The shockingly downbeat report reinforced expectations Prime Minister Shinzo Abe will delay a sales tax hike, set for October next year, after a hike in the tax in April took a heavy toll on consumption.
'Companies are hesitating to invest as the only place creating demand at the moment is the United States,' said Kenichiro Yoshida, senior economist at Mizuho Research Institute. 'The growth of consumption is very weak; that's one reason that the government may decide to delay the sales tax (hike).'
The downbeat GDP data sent the Nikkei stock average skidding 1.1 percent.

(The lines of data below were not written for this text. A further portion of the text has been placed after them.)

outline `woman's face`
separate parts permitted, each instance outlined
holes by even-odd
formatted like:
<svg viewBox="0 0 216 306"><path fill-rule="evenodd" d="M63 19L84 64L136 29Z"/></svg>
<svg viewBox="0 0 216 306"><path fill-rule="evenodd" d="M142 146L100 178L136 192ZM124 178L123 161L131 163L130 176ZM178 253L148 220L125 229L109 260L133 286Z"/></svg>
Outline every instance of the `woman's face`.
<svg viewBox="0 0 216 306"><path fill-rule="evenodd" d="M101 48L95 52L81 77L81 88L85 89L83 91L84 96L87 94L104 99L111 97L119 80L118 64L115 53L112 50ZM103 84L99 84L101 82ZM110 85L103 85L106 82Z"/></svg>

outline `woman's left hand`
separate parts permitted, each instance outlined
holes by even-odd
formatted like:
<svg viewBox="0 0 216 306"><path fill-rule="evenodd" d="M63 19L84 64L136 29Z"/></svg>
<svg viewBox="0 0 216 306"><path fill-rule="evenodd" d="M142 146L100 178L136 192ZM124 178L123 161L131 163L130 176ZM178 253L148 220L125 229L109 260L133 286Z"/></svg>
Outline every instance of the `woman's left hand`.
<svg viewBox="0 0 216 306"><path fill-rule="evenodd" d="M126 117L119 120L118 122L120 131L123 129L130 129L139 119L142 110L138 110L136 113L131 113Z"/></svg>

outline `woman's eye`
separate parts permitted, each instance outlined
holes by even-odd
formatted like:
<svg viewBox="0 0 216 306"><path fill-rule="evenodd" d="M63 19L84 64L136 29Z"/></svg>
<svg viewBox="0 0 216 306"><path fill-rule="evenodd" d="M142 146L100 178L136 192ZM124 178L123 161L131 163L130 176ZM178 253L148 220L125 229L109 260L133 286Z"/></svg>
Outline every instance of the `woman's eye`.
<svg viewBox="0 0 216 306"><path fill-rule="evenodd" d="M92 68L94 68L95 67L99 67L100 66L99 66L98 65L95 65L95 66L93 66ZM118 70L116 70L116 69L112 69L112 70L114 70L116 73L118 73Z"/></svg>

The dollar rallied 0.4 percent to 116.71 yen, rising as high as 117.06. That helped the dollar index climb about 0.1 percent to 87.611.
MSCI's broadest index of Asia-Pacific shares outside Japan was slightly lower in early trade.
On Wall Street on Friday, U.S. shares were slightly lower, but still logged weekly gains and were underpinned by data showing most U.S. retailers reported strong sales in October and consumer sentiment rose to a seven-year high in November.
Two separate reports on Friday showed Americans' expectations for long-term inflation fell, and import prices slipped 1.3 percent in September as cheaper oil and a strong dollar slashed prices of imported items.
Leaders from the G20 group of nations agreed on Sunday to boost global growth, tackle climate change and crack down on tax avoidance, but ties between the West and Russia showed signs of fraying over the Ukraine crisis. [IS:nL3N0T50NE]
The euro added 0.1 percent to $1.2535, holding well above a two-year low of $1.2358 touched on Nov. 7.
In commodities trading, U.S. crude dropped about 0.3 percent to $75.62 a barrel, moving back toward a four-year low of $73.25 marked on Friday.
Spot gold fell about 0.3 percent to $1,183.85 an ounce, giving back some of its 2.5 percent surge on Friday on short-covering and fund buying.